The ground where my dahlias are grown is quite heavy, so digging can be delayed until March. If your ground contains a proportion of clay, then it should be rough dug from November onwards to allow the winter frosts to work on the soil, improving the nature of the clay soil. Clay soil needs a large amount of humus (farmyard muck) to be incorporated or I give my plot 6x, again improving the soil structure and helping to provide food for the following year’s plants.
As the tubers start into growth and the shoot start to appear you must keep your eyes open for the predators (Green Fly and Slugs) they can soon make a meal of the tiny shoots. I find for the green fly that any of the systemic insecticides will do the trick.
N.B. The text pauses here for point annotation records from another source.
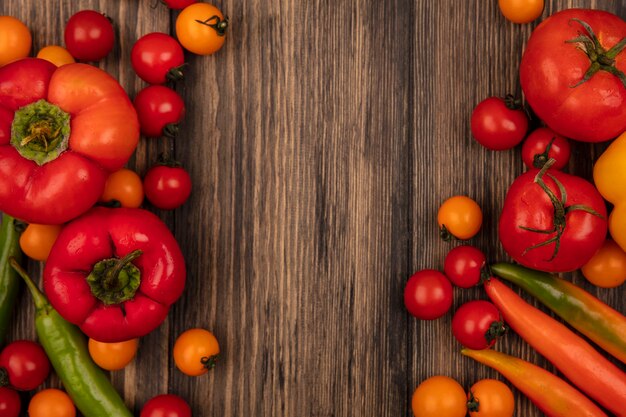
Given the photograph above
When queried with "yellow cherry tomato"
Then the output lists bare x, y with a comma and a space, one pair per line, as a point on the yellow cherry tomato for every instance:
124, 186
195, 351
37, 239
113, 356
607, 268
201, 28
15, 40
521, 11
58, 55
459, 216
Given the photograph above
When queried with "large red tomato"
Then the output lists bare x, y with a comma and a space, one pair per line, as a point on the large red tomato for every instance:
570, 74
552, 221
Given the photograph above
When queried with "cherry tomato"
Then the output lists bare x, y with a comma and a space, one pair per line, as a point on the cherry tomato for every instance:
89, 35
37, 240
459, 216
543, 144
26, 364
167, 187
113, 356
10, 403
124, 186
159, 109
477, 324
439, 396
490, 398
157, 58
607, 268
51, 403
521, 11
428, 294
463, 265
15, 40
498, 124
196, 351
201, 28
166, 405
58, 55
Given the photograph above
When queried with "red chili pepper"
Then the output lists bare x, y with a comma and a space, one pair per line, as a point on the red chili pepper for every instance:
572, 355
115, 272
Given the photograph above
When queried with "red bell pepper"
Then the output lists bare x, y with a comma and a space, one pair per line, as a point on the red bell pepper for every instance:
62, 130
115, 273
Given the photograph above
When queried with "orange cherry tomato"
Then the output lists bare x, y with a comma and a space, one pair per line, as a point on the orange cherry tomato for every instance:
607, 268
459, 216
521, 11
37, 239
51, 403
201, 28
439, 396
56, 54
113, 356
15, 40
196, 351
124, 186
490, 398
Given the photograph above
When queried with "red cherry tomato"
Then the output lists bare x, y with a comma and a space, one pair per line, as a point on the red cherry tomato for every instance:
167, 187
428, 294
166, 405
497, 124
543, 144
89, 35
159, 109
25, 363
157, 58
477, 324
463, 265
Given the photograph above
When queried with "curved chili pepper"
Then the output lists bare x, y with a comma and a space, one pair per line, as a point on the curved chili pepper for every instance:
9, 281
571, 354
586, 313
552, 395
66, 347
115, 273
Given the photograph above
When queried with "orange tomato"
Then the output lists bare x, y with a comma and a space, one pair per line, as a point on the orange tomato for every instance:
124, 186
607, 268
15, 40
37, 239
113, 356
201, 28
196, 351
56, 54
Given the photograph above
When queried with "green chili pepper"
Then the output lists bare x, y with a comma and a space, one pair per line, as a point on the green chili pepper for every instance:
66, 347
586, 313
9, 280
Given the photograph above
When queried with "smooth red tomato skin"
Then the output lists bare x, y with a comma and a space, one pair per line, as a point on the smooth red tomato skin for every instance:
593, 111
463, 265
527, 205
89, 35
166, 405
167, 187
26, 364
497, 127
536, 143
472, 321
428, 294
154, 55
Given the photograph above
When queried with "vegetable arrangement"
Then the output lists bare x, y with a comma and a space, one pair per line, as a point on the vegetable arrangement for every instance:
112, 269
551, 222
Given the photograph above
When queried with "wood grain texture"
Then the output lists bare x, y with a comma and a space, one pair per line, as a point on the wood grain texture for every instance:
321, 140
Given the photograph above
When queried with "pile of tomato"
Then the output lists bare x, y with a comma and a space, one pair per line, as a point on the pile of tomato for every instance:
572, 75
58, 208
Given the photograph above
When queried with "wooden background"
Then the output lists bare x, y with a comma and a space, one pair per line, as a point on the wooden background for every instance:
321, 140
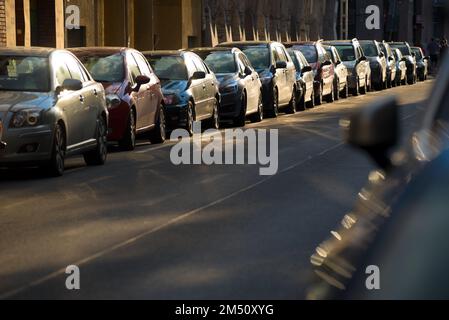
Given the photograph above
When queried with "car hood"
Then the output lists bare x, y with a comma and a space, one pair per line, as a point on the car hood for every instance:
173, 86
14, 100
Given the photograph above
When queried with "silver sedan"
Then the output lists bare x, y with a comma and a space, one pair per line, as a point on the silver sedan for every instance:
50, 108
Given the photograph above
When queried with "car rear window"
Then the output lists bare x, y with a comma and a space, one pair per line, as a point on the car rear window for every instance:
18, 73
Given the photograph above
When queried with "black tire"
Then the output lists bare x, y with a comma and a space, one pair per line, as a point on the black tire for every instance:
159, 133
240, 121
274, 110
258, 116
190, 118
98, 156
319, 97
55, 166
214, 121
291, 108
128, 141
311, 103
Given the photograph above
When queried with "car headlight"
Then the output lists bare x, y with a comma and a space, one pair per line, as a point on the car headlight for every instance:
113, 101
26, 118
229, 89
171, 99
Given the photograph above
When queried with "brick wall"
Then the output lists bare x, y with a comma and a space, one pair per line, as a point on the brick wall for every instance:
2, 24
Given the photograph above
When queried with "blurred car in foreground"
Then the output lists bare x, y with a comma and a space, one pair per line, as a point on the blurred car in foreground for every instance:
322, 67
353, 57
377, 61
190, 88
422, 63
305, 96
401, 67
133, 92
391, 63
277, 73
410, 60
51, 108
341, 73
399, 223
240, 86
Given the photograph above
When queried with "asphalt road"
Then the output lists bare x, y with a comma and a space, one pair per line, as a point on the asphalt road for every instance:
143, 228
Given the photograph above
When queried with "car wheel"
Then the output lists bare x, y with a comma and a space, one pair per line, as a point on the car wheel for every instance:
214, 121
319, 97
128, 142
240, 121
274, 112
97, 157
55, 167
159, 134
258, 116
291, 109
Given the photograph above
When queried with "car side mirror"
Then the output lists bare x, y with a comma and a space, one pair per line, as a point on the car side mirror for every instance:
306, 69
140, 81
375, 129
281, 65
72, 85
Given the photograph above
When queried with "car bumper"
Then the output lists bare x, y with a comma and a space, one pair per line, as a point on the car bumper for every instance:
27, 145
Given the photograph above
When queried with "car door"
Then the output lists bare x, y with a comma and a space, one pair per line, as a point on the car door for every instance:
142, 97
68, 102
89, 98
150, 109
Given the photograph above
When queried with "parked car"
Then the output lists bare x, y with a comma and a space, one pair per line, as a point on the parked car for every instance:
391, 63
341, 73
50, 109
133, 91
304, 80
190, 88
277, 73
401, 67
377, 61
399, 222
353, 57
240, 86
406, 51
422, 63
322, 68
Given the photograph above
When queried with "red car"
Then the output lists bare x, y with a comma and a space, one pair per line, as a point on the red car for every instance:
322, 67
133, 92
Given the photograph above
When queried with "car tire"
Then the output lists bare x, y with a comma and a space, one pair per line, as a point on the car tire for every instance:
98, 156
128, 142
55, 166
258, 116
240, 121
274, 112
159, 133
291, 108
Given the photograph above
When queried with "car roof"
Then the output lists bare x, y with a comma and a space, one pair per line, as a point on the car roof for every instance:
97, 50
28, 51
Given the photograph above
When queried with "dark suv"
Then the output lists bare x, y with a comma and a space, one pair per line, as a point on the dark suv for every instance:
406, 51
322, 67
353, 57
277, 73
377, 61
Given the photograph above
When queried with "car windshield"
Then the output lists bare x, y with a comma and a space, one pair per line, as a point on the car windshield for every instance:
418, 54
169, 67
370, 49
220, 61
346, 52
110, 68
405, 50
259, 56
309, 53
19, 73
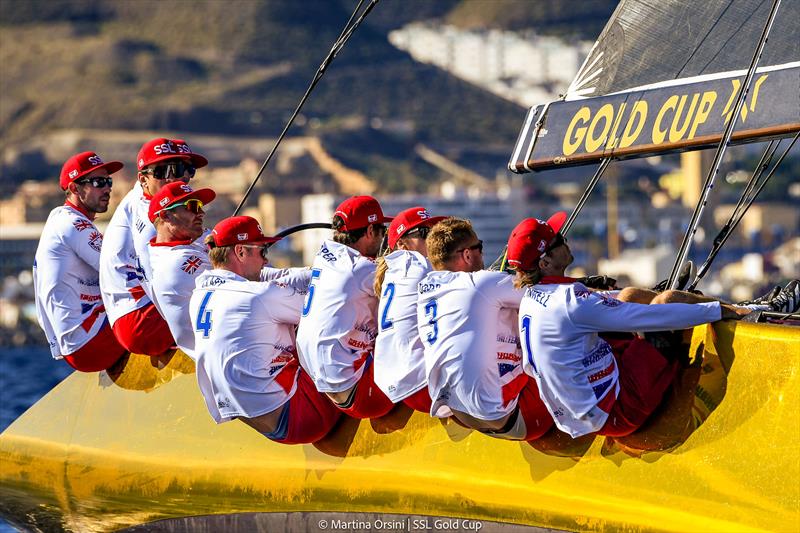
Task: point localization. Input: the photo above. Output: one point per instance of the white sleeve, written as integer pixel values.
(597, 312)
(86, 244)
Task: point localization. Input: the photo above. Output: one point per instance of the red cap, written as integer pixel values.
(162, 149)
(83, 163)
(176, 192)
(530, 238)
(408, 220)
(240, 230)
(359, 212)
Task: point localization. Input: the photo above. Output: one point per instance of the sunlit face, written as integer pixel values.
(93, 199)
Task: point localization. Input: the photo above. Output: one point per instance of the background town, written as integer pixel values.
(421, 108)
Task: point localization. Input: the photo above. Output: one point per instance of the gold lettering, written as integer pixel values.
(593, 142)
(572, 143)
(639, 112)
(676, 133)
(658, 134)
(704, 109)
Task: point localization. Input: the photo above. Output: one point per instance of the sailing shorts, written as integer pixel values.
(419, 401)
(307, 417)
(99, 353)
(144, 331)
(644, 377)
(367, 400)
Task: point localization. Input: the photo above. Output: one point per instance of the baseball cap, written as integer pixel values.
(176, 192)
(359, 212)
(530, 238)
(240, 230)
(83, 163)
(161, 149)
(408, 220)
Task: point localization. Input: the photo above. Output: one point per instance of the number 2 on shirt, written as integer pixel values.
(430, 312)
(525, 326)
(315, 272)
(204, 317)
(388, 293)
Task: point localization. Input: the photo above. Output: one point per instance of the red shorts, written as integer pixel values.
(538, 420)
(144, 331)
(420, 401)
(311, 414)
(369, 401)
(98, 354)
(644, 377)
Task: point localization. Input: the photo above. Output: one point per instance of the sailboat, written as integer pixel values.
(134, 447)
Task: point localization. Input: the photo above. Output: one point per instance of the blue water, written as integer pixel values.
(26, 374)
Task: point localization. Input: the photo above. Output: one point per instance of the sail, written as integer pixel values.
(663, 76)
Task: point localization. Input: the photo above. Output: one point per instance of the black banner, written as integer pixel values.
(655, 121)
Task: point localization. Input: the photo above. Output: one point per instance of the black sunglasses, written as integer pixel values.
(420, 231)
(477, 246)
(177, 168)
(557, 241)
(97, 183)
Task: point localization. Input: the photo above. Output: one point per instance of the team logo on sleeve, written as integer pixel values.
(191, 265)
(96, 240)
(81, 224)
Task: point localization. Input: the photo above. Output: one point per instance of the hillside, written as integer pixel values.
(239, 69)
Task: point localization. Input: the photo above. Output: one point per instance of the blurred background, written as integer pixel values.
(422, 106)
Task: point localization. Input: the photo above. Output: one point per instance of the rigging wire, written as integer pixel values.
(353, 23)
(745, 201)
(708, 185)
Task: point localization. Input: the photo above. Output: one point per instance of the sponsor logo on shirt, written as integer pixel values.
(191, 265)
(81, 224)
(96, 240)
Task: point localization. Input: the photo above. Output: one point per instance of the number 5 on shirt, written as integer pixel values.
(315, 272)
(204, 316)
(430, 312)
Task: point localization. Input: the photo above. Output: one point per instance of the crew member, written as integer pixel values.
(178, 255)
(123, 281)
(586, 386)
(247, 364)
(468, 323)
(337, 331)
(65, 272)
(399, 353)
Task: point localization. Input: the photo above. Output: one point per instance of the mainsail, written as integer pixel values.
(663, 76)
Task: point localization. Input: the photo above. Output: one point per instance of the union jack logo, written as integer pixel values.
(81, 224)
(191, 265)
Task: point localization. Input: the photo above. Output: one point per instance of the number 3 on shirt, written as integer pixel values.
(315, 272)
(204, 317)
(430, 312)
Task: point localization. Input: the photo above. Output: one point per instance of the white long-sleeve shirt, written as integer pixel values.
(575, 368)
(399, 353)
(467, 322)
(67, 289)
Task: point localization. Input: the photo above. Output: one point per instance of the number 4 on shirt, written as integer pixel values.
(204, 316)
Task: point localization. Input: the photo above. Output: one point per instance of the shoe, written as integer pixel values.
(788, 300)
(686, 275)
(764, 298)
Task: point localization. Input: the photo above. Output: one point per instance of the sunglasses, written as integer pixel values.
(557, 241)
(477, 246)
(192, 205)
(421, 232)
(177, 168)
(264, 249)
(97, 183)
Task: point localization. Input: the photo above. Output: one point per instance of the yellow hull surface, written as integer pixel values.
(107, 451)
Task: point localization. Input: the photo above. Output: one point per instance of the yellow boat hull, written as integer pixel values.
(103, 452)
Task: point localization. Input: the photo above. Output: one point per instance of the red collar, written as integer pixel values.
(169, 243)
(82, 211)
(552, 280)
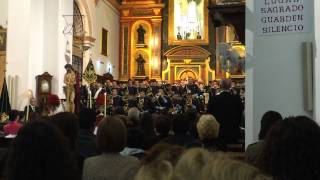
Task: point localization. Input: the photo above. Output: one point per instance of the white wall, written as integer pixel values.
(104, 15)
(3, 11)
(36, 43)
(273, 73)
(317, 60)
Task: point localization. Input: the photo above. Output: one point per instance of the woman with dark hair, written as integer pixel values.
(40, 152)
(291, 150)
(68, 124)
(111, 139)
(267, 121)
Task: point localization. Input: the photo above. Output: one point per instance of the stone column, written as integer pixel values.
(156, 49)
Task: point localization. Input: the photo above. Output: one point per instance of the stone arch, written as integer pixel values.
(87, 20)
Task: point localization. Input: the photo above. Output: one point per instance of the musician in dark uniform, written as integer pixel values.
(164, 100)
(33, 107)
(154, 87)
(146, 102)
(132, 90)
(227, 109)
(116, 99)
(191, 87)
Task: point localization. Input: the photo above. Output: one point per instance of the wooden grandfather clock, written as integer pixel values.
(43, 87)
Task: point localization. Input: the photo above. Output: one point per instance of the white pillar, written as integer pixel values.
(317, 61)
(274, 73)
(36, 43)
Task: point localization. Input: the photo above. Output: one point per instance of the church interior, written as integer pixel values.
(159, 86)
(198, 39)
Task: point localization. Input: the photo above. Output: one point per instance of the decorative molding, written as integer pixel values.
(187, 52)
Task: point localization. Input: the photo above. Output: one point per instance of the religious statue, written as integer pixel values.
(69, 81)
(141, 31)
(140, 61)
(198, 35)
(179, 37)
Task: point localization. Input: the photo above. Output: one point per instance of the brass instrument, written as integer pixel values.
(140, 103)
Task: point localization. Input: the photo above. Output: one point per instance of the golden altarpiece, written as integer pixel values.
(3, 45)
(177, 40)
(140, 37)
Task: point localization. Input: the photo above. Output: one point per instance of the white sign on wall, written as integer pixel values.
(283, 16)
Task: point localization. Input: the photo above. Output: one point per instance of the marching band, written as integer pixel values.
(153, 96)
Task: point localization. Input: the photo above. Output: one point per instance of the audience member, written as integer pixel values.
(86, 140)
(291, 150)
(167, 152)
(147, 125)
(190, 164)
(39, 152)
(13, 126)
(162, 126)
(180, 127)
(68, 124)
(135, 143)
(222, 168)
(267, 121)
(159, 170)
(111, 139)
(208, 131)
(134, 115)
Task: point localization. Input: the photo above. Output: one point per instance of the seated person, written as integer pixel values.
(13, 126)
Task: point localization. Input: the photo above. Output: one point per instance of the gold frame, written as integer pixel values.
(104, 45)
(171, 38)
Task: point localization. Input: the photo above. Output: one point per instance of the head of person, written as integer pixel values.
(267, 121)
(220, 167)
(40, 152)
(33, 101)
(134, 115)
(208, 127)
(191, 163)
(180, 124)
(146, 124)
(114, 92)
(13, 115)
(142, 94)
(162, 124)
(159, 170)
(114, 83)
(87, 118)
(215, 84)
(111, 135)
(225, 84)
(69, 68)
(162, 151)
(291, 150)
(68, 124)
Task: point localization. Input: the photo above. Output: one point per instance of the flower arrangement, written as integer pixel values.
(53, 100)
(231, 56)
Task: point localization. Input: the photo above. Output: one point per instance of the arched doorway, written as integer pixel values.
(78, 37)
(187, 74)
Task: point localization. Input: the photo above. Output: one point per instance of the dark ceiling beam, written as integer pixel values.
(230, 15)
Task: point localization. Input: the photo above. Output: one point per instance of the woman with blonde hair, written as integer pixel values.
(190, 164)
(158, 170)
(223, 168)
(208, 131)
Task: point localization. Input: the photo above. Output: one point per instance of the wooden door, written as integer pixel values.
(2, 69)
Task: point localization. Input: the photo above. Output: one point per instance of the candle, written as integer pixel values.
(27, 115)
(105, 104)
(28, 105)
(90, 100)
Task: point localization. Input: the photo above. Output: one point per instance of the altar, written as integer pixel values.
(187, 62)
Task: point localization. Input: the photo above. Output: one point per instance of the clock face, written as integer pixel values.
(44, 86)
(3, 41)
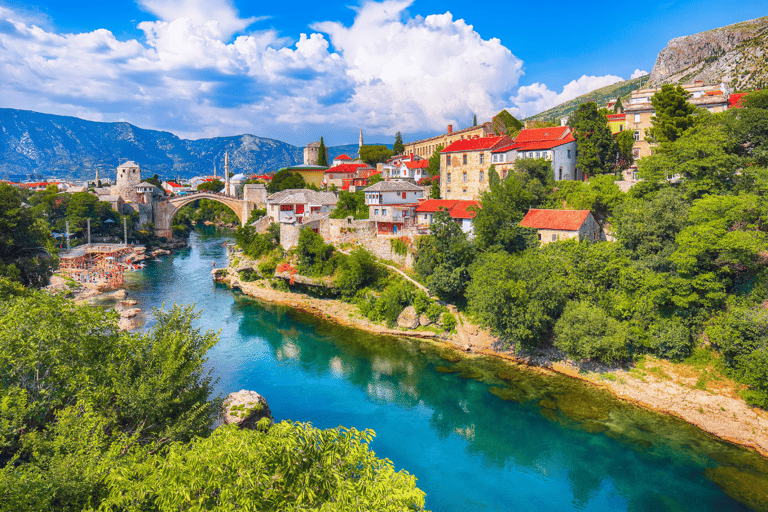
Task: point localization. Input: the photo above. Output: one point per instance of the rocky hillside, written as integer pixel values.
(599, 96)
(735, 54)
(75, 148)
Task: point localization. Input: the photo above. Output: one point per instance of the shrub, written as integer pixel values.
(449, 321)
(585, 331)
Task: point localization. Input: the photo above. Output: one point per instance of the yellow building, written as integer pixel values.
(640, 110)
(426, 147)
(312, 174)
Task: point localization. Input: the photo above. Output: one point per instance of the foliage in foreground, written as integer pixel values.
(292, 466)
(92, 418)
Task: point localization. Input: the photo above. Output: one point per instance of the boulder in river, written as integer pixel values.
(408, 318)
(245, 408)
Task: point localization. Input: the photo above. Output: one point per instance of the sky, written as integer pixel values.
(295, 71)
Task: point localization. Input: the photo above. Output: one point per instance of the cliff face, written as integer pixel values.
(735, 54)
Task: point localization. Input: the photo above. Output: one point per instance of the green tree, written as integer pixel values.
(506, 123)
(502, 207)
(375, 154)
(672, 116)
(25, 241)
(155, 180)
(284, 180)
(594, 139)
(585, 331)
(398, 148)
(322, 158)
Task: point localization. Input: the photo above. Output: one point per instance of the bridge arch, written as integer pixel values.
(165, 211)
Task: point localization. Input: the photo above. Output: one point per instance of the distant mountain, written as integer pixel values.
(734, 54)
(599, 96)
(50, 145)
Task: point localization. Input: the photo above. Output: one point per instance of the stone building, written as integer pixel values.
(312, 153)
(639, 110)
(426, 147)
(464, 166)
(555, 225)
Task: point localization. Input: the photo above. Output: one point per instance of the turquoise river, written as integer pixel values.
(478, 434)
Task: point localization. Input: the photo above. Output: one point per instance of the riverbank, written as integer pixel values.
(654, 384)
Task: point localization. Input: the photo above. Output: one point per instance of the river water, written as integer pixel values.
(477, 434)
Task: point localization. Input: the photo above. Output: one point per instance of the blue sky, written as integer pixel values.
(297, 70)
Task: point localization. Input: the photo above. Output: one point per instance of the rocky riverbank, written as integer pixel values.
(659, 385)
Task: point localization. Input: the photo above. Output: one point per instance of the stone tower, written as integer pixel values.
(128, 177)
(226, 173)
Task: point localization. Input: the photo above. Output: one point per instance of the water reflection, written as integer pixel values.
(479, 435)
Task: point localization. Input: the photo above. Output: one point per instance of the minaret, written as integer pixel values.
(226, 173)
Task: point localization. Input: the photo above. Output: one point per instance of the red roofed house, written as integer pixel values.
(464, 166)
(554, 225)
(459, 211)
(336, 174)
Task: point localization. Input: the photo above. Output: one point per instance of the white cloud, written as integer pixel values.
(387, 71)
(532, 99)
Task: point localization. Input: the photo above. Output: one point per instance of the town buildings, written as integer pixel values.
(554, 225)
(392, 205)
(639, 110)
For the slugs, I use something called Slugit you just spray it all over the compost and the tuber, this will last a week or two before you have to do it again. I have had a lot of dahlia growers getting in touch with me to see if I can supply certain varieties some grower say that the plants never made a tuber, I like to grow pot tubers, this way you can keep your stock, as they only make a small tuber and they are easier to store over winter and as you set them up again they don’t take up as much room on the bench. So as your tubers start to come back to life three thing to keep your eye on are, don’t give them to much water as this will rot the tubers, you can almost let the compost dry out, second keep a look out for the greenfly and third check for slugs. Slugs will soon make a mess of the tiny shoots.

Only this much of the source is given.